Thursday 10 November 2016

The pace of change ...

As everyone is scratching their heads wondering how we got here (The UK, a large economic power, leaving a single market and the US, the main superpower, having a president who would like to erect walls and impose tariffs) it may be useful to remember the following words.

'Nowhere has liberal philosophy failed so conspicuously as in its understanding of the problem of change. [Its] common sense attitude toward change was discarded in favor of a mystical readiness to accept the social consequences of economic improvement, whatever they might be. ... It should need no elaboration that a process of undirected change, the pace of which is deemed too fast, should be slowed down ... so as to safeguard the welfare of the community.'

'The rate of progress have turned the process itself into a degenerative instead of a constructive event. For upon this rate, mainly, depended whether the dispossessed could adjust themselves to changed conditions without fatally damaging their substance, human and economic, physical and moral.' (The Great Transformation, p.37ff)
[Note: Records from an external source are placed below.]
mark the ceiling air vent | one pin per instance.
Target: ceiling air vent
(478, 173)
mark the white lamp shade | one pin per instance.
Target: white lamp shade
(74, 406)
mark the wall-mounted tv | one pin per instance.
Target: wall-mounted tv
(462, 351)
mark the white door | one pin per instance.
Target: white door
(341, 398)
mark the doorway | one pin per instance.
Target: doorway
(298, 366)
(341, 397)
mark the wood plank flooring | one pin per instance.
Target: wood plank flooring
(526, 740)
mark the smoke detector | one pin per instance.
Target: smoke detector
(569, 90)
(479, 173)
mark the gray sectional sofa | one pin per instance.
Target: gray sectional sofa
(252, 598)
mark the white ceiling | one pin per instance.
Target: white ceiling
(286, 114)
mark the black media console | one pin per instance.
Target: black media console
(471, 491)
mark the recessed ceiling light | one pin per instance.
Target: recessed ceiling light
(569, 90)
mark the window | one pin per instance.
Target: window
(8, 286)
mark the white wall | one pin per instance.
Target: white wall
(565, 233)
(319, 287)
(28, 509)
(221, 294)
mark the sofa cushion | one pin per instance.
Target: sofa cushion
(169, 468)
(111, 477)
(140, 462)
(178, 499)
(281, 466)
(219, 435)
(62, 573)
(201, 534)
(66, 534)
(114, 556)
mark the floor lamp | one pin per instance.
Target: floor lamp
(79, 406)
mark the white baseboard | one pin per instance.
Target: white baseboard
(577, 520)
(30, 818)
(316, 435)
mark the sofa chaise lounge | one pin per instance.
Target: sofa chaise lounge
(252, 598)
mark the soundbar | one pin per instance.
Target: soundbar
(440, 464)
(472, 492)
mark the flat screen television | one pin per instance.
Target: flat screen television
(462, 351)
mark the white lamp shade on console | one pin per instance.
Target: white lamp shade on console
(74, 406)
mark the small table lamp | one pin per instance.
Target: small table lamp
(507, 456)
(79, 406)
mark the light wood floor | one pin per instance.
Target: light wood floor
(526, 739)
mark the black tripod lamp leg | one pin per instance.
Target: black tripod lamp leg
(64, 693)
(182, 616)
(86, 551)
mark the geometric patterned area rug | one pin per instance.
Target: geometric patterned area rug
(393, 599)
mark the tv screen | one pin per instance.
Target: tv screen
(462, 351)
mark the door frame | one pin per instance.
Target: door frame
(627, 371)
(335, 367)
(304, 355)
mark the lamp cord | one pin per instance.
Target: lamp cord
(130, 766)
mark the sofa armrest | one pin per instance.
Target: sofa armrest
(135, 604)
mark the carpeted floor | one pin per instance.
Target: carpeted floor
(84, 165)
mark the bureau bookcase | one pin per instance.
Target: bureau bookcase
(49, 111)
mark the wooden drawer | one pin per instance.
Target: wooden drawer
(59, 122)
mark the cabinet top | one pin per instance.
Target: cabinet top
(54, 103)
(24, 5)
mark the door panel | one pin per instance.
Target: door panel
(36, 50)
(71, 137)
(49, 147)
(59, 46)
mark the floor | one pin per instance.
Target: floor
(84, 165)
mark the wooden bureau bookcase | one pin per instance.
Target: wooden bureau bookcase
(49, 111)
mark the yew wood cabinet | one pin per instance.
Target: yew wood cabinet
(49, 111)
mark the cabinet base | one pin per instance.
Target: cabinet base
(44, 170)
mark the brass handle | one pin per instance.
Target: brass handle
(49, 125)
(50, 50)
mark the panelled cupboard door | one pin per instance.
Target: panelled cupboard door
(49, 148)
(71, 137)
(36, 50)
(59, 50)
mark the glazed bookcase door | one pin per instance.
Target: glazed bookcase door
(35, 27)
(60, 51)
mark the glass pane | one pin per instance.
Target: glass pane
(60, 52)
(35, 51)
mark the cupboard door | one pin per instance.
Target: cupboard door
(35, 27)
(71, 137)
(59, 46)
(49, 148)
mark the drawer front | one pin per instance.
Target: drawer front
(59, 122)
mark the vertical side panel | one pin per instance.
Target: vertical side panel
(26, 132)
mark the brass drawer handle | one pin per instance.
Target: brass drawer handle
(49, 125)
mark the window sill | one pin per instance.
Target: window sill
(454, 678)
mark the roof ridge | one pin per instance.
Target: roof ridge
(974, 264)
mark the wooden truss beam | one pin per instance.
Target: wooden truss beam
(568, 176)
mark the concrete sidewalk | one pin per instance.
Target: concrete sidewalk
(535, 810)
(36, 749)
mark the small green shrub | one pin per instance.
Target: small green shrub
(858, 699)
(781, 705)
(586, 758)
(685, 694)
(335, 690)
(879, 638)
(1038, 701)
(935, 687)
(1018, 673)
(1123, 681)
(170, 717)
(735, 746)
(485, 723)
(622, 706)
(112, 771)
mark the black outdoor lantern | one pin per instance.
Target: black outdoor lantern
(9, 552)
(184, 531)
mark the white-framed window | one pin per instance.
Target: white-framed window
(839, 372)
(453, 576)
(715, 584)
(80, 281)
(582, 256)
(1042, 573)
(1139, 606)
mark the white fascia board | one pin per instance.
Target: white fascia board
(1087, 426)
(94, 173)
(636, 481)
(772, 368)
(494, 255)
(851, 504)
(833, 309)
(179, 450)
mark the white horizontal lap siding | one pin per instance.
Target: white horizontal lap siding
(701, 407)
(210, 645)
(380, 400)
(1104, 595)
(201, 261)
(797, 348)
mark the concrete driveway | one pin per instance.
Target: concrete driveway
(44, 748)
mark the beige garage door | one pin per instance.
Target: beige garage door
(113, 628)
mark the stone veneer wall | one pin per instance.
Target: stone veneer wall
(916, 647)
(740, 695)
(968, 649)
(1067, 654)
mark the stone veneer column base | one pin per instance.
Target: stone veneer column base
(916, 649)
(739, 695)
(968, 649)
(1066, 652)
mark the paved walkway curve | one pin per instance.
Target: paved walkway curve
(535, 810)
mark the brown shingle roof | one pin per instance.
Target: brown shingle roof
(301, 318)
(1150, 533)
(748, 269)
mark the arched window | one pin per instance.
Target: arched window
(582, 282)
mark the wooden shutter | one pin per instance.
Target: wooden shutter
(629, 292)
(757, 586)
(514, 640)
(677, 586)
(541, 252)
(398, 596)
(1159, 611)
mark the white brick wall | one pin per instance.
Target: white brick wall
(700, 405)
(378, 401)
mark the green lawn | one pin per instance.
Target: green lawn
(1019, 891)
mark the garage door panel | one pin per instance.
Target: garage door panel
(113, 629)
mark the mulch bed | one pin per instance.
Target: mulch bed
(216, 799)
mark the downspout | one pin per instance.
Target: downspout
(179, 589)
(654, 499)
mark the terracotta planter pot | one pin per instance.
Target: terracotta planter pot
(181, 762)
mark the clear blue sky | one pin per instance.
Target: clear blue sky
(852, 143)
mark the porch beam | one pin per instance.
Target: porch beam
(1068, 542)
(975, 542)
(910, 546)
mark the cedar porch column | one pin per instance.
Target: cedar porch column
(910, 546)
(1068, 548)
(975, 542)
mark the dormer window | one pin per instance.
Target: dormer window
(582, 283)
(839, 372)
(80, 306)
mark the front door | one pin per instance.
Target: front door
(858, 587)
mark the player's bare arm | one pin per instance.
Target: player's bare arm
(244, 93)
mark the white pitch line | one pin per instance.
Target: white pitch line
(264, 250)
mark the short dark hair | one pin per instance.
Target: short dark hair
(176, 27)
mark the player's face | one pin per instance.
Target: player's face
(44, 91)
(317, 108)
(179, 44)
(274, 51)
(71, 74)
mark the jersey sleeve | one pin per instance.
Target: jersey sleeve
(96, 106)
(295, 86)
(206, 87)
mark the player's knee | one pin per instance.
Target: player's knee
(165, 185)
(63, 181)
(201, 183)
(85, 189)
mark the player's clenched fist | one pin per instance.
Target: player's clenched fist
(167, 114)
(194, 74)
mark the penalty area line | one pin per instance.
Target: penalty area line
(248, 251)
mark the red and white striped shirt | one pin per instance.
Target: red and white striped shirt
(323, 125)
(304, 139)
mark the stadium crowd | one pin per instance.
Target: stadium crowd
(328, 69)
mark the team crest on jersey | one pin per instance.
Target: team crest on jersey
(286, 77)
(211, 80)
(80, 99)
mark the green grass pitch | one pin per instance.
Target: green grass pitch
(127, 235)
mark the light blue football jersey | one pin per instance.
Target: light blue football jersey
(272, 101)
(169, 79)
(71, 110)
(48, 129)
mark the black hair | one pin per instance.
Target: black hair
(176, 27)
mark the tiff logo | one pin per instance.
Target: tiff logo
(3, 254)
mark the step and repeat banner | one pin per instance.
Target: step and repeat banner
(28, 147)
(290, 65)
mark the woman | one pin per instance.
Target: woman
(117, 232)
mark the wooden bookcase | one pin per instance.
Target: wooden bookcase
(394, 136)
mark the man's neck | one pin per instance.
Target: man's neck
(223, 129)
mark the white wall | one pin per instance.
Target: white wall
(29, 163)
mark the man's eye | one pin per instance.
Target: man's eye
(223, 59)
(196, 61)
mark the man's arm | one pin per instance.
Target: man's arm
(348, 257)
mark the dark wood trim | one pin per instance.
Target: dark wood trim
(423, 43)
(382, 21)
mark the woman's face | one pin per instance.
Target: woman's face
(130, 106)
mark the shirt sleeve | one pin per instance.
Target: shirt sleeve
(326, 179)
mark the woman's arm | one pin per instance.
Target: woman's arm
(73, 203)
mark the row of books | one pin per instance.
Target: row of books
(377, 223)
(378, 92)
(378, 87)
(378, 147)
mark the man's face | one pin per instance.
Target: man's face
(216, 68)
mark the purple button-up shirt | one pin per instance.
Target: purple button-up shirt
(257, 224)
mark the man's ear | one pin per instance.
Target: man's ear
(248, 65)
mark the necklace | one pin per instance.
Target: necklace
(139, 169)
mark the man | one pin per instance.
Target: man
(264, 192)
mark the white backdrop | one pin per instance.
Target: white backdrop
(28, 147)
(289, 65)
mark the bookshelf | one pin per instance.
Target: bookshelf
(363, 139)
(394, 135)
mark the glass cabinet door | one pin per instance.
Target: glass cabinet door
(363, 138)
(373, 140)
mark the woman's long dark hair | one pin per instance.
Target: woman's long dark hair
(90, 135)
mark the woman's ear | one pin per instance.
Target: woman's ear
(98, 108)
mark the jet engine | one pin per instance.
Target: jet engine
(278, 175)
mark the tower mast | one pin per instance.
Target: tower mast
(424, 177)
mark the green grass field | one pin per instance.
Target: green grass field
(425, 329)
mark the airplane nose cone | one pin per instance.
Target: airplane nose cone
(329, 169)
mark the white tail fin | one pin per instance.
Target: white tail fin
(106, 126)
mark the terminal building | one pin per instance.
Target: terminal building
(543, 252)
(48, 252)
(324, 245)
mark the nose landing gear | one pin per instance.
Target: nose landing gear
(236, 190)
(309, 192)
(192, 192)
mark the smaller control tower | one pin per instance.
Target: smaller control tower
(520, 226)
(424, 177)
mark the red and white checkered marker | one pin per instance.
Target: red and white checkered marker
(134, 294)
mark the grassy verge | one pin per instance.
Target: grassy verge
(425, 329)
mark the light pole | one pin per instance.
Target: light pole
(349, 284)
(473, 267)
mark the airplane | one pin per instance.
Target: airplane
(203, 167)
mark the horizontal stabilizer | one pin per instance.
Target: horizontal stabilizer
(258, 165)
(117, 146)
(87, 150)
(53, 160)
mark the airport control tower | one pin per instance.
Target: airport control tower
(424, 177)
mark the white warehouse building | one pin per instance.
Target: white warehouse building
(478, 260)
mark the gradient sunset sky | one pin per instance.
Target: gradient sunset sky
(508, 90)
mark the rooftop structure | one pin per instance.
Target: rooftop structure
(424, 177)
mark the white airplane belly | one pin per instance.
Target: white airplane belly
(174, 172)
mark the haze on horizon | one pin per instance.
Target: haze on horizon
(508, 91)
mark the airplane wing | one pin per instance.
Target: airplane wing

Karl Polanyi wrote this in 1944. His words remind us of the destructive character of change if we do not mitigate its worst consequences on communities through governmental intervention. Whilst he wrote this about change that came in the wake of enclosures in England, it equally applies to today's transformation by immigration, globalised markets and rapid technological progress. The liberal case for unfettered change depends in large measure on tarnishing everyone who struggles with the speed of change as a reactionary, or worse a racist and xenophob. Karl Polanyi was none of that. But he did recognise that communities cannot survive unless the moral, social and economic fabric is altered gradually rather than being torn apart in the name of economic progress that only benefits a small professional elite.